Bisogna «mettere mano» al reato di epidemia colposa
Il procuratore dice la sua anche sul motivo per cui è stata archiviata l'accusa di "epidemia colposa": «Il Tribunale di Brescia ha stabilito che per il nostro ordinamento questo reato è previsto solo come reato a condotta vincolata, che si realizza solo con la volontaria o colposa diffusione degli agenti patogeni. L'omissione delle misure sanitarie e sociali previste per arginare, se non prevenire, comunque ostacolare il diffondersi di un'epidemia non costituisce un illecito. Se è così, mi preoccupa. La decisione di Brescia sul punto deve fare riflettere il legislatore se mettere mano al reato di epidemia».

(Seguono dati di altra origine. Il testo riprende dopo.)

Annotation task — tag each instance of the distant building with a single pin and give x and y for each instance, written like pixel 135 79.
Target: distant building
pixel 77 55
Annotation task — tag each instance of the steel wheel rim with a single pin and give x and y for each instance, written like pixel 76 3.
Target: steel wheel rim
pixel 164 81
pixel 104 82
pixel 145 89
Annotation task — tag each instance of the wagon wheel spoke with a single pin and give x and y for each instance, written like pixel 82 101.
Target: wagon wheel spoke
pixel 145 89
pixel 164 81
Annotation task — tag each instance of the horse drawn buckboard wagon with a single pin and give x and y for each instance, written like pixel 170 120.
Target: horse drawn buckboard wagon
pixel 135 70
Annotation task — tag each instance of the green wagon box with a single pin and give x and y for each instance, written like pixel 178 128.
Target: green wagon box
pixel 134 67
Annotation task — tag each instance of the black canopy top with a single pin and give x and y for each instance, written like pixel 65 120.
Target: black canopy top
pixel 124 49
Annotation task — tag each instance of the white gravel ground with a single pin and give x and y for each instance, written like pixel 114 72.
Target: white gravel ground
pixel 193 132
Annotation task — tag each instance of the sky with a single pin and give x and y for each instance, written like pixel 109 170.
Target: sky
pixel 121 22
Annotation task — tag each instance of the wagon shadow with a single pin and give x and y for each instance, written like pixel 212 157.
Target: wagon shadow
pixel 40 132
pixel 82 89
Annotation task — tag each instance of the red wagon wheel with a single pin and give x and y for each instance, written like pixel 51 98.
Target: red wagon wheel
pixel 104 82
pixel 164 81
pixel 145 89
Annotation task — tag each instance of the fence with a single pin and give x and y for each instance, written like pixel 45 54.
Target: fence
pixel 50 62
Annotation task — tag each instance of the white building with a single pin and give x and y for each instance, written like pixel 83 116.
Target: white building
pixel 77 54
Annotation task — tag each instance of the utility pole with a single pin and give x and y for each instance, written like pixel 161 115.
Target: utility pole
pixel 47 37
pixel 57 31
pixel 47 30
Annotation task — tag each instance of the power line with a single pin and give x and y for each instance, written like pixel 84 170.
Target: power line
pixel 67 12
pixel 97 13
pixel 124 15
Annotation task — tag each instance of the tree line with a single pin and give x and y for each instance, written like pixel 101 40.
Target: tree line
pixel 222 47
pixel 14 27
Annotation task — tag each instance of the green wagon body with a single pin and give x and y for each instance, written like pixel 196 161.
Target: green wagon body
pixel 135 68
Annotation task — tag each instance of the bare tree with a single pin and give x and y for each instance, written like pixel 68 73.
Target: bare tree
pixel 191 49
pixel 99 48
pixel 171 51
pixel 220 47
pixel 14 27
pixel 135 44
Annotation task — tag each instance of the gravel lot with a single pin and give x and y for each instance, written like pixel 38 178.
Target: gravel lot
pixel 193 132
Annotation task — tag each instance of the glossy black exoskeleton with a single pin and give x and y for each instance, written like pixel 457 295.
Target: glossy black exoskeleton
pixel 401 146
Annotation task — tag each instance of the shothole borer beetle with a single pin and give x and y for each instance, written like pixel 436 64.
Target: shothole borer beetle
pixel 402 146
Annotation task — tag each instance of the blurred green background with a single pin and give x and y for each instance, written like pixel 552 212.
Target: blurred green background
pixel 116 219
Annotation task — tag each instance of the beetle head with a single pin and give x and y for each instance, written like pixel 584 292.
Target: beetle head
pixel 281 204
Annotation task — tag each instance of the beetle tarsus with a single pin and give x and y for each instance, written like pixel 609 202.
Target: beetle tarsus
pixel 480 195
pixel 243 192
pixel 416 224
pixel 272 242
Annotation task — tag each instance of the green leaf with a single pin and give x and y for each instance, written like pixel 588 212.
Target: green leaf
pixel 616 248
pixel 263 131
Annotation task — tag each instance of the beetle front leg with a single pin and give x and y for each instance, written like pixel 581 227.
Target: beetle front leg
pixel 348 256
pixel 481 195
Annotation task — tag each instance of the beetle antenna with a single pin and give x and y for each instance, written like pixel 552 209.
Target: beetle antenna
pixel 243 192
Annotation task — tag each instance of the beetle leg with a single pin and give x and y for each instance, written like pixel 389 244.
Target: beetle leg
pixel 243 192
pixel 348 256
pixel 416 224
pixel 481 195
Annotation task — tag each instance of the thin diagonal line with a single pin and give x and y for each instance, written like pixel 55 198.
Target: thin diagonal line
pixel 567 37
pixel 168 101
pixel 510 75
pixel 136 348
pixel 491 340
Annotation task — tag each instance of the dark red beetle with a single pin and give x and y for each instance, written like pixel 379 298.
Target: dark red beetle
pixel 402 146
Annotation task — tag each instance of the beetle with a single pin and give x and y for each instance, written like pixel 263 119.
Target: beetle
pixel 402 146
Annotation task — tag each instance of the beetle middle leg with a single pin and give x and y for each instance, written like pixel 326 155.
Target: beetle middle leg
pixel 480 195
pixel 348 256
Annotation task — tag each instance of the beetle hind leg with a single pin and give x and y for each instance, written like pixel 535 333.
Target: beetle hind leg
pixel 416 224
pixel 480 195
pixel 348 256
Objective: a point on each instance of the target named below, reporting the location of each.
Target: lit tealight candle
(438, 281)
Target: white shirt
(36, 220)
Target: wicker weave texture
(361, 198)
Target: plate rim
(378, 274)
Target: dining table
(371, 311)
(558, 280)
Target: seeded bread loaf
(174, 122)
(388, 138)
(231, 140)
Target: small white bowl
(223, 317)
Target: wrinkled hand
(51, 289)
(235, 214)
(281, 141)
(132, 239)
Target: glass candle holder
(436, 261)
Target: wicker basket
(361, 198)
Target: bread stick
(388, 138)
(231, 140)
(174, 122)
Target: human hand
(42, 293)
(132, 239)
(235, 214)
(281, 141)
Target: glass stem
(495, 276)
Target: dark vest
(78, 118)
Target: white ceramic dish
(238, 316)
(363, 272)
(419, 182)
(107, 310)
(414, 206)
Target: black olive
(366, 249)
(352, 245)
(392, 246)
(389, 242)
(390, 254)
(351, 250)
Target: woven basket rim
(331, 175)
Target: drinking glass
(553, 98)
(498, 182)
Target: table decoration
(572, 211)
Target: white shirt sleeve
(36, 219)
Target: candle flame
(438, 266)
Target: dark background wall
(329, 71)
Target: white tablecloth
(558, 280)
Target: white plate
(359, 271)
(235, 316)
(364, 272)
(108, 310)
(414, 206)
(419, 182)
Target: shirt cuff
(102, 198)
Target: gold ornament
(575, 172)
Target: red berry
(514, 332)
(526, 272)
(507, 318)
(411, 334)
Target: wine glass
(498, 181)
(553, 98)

Infine, la sua opinione sulla necessità di approfondire quanto avvenuto in quei terribili mesi di inizio 2020 con una Commissione d'inchiesta parlamentare: «Ritengo che valutazione giudiziaria e valutazione politica o scientifica non siano sovrapponibili, ma il materiale raccolto nella nostra inchiesta ritengo possa essere preso in considerazione. Del resto, anche se mi si contesta che non era nostro compito, siamo stati gli unici a ricostruire esattamente cos'è successo e come è stata gestita la prima fase della pandemia, quella che ha cagionato migliaia di morti nel nostro territorio, quando ancora nelle altre parti del Paese il virus non era ancora diffuso».

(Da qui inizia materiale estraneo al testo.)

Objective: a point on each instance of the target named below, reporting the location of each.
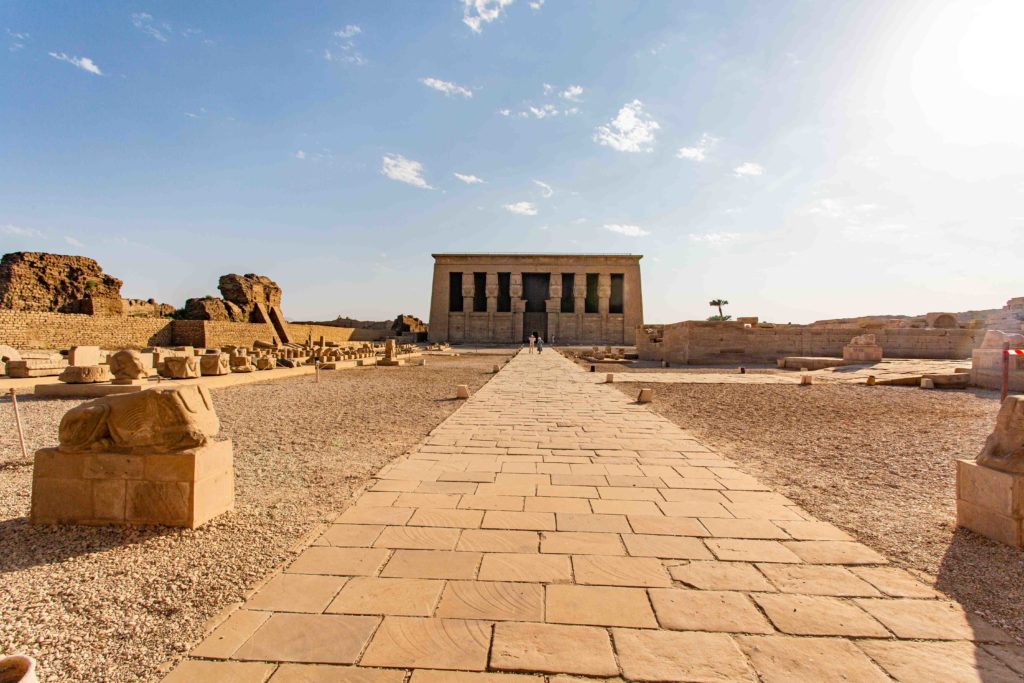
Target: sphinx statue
(1005, 446)
(163, 420)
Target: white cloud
(628, 230)
(748, 168)
(348, 32)
(348, 51)
(571, 93)
(544, 111)
(17, 40)
(348, 57)
(521, 208)
(631, 130)
(404, 170)
(446, 87)
(698, 152)
(143, 23)
(19, 231)
(477, 12)
(85, 63)
(714, 238)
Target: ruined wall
(710, 343)
(330, 333)
(45, 330)
(58, 331)
(41, 282)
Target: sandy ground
(877, 462)
(113, 604)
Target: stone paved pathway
(552, 530)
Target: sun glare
(966, 72)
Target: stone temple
(566, 298)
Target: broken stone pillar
(990, 488)
(83, 355)
(390, 354)
(128, 367)
(144, 458)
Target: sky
(802, 160)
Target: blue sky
(803, 160)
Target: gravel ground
(877, 462)
(113, 604)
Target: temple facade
(565, 298)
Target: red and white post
(1007, 352)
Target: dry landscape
(875, 461)
(114, 604)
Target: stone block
(184, 488)
(990, 502)
(214, 364)
(35, 368)
(862, 352)
(85, 374)
(182, 368)
(84, 355)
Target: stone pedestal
(990, 502)
(181, 488)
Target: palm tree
(719, 303)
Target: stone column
(580, 294)
(554, 306)
(467, 305)
(518, 305)
(603, 297)
(492, 288)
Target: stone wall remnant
(41, 282)
(248, 292)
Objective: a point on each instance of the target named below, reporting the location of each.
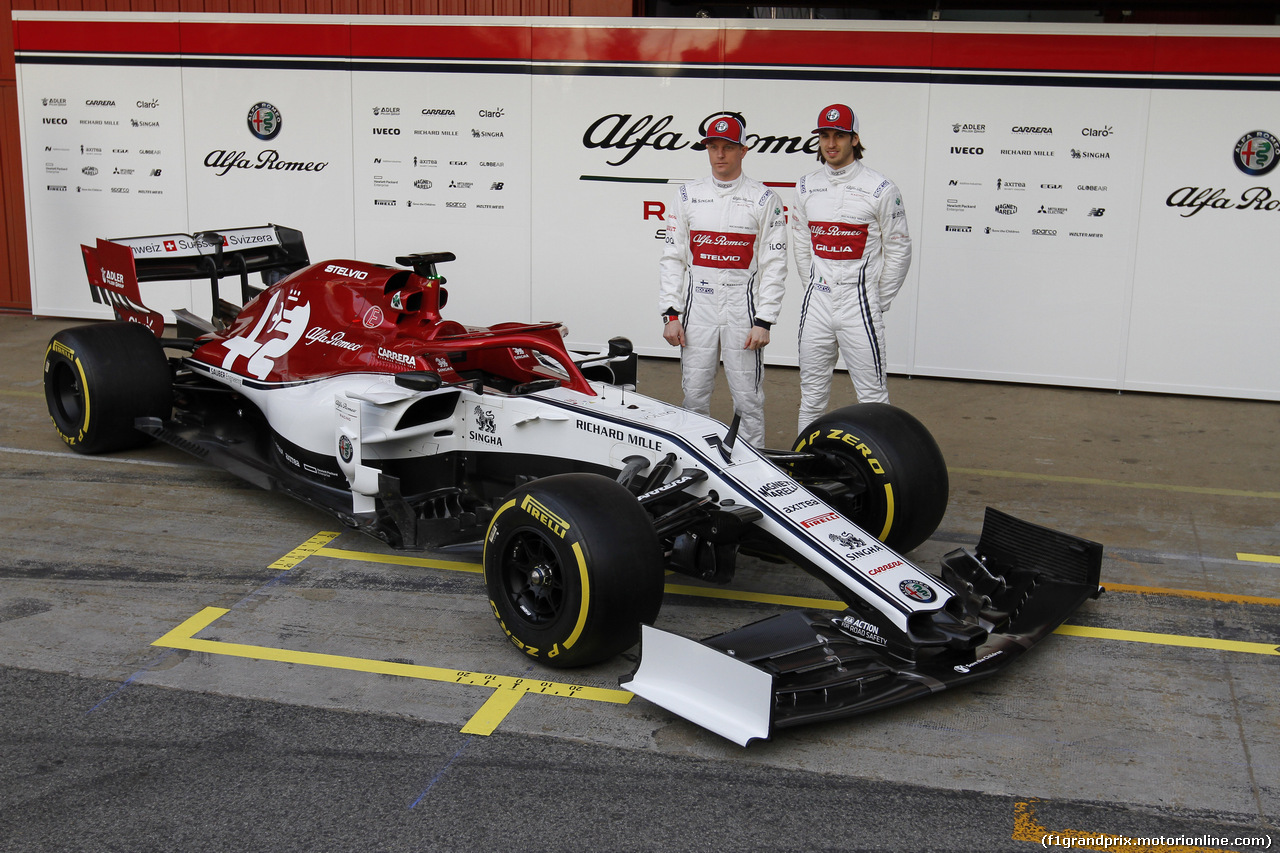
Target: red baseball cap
(837, 117)
(725, 127)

Il grazie dei familiari delle vittime Covid
In seguito alla pubblicazione dell'intervista, l'associazione dei familiari vittime Covid #Sereniesempreuniti ha diramato un comunicato per ringraziare Chiappani per le sue parole, esprimere solidarietà al procuratore a fronte delle critiche ricevute e sottolineare come la volontà sia quella di continuare a lottare per la verità:
«Non possiamo che essere grati delle dichiarazioni che il procuratore capo di Bergamo Antonio Chiappani. Da sempre la nostra Associazione #Sereniesempreuniti è vicina alla Procura di Bergamo che per tre anni ha condotto un'indagine storica grazie a professionisti competenti con il fine unico di restituire verità e giustizia. Ora le archiviazioni dei diversi Tribunali non devono cancellare gli errori palesi nella gestione della pandemia e non devono far dimenticare le migliaia di morti, i nostri cari.

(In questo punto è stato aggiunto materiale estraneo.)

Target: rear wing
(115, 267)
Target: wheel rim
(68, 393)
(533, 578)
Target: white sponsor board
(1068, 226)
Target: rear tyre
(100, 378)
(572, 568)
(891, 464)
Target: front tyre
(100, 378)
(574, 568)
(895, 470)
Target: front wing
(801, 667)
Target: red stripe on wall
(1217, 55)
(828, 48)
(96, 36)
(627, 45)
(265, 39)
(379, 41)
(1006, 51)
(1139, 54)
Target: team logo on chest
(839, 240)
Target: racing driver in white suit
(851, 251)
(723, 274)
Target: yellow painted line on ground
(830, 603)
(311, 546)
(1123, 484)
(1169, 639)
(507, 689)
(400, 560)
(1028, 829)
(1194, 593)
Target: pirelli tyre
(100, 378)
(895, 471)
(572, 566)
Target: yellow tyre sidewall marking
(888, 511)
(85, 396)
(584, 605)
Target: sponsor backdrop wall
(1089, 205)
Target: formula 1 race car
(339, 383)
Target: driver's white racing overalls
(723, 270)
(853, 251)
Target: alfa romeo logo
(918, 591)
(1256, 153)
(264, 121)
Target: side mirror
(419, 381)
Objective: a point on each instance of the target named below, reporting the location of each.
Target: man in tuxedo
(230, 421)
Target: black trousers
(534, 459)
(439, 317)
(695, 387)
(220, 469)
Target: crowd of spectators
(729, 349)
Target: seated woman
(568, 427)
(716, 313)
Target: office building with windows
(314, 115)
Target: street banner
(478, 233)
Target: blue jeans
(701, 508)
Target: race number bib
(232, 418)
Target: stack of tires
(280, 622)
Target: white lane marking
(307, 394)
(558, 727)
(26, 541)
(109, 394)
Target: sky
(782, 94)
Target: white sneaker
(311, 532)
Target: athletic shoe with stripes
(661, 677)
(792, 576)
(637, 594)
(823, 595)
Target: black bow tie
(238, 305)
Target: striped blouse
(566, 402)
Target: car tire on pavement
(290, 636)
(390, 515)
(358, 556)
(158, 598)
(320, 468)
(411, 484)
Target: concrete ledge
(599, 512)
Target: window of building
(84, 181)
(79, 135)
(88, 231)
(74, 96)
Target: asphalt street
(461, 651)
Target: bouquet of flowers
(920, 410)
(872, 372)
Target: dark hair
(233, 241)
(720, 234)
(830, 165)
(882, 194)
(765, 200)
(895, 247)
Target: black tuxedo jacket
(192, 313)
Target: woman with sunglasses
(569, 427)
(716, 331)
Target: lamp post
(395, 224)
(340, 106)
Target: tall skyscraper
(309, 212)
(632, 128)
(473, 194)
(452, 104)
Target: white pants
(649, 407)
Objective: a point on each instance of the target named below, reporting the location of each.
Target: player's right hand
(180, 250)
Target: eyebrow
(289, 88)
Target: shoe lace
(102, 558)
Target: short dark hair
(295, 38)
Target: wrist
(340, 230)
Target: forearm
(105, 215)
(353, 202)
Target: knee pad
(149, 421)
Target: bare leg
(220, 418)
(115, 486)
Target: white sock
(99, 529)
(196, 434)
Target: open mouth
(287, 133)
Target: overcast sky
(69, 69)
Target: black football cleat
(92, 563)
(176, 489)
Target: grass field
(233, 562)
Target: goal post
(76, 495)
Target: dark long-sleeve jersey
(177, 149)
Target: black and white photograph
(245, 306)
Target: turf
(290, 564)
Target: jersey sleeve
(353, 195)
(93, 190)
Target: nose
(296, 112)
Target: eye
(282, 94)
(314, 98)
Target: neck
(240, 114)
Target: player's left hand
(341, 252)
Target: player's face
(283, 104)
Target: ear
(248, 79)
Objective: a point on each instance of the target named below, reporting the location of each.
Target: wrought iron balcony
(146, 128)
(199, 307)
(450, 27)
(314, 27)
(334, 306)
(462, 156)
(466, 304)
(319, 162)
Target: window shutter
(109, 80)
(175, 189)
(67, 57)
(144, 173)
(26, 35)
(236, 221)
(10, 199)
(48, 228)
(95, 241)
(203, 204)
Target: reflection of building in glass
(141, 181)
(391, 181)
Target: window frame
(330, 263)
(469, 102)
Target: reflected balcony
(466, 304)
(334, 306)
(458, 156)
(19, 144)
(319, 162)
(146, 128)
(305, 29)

(...) Chiappani riporta anche l’attenzione alla Commissione parlamentare d’inchiesta, strumento previsto dalla Costituzione e da noi sempre rivendicato come necessario nel ricostruire l’impreparazione dell’Italia di fronte alla pandemia di Covid. Auspichiamo dunque che la nuova Commissione indaghi tutte le responsabilità, al di là delle gravi dichiarazioni del Presidente della Repubblica Sergio Mattarella che ha di fatto delegittimato uno strumento previsto dalla legge.
Come familiari infine non ci siamo fermati con l'accettazione delle archiviazioni e continuiamo a lottare in sede civile in attesa di sapere se gli indagati per la mancata attuazione del piano pandemico nazionale e del piano pandemico regionale saranno rinviati a giudizio dalla procura di Bergamo».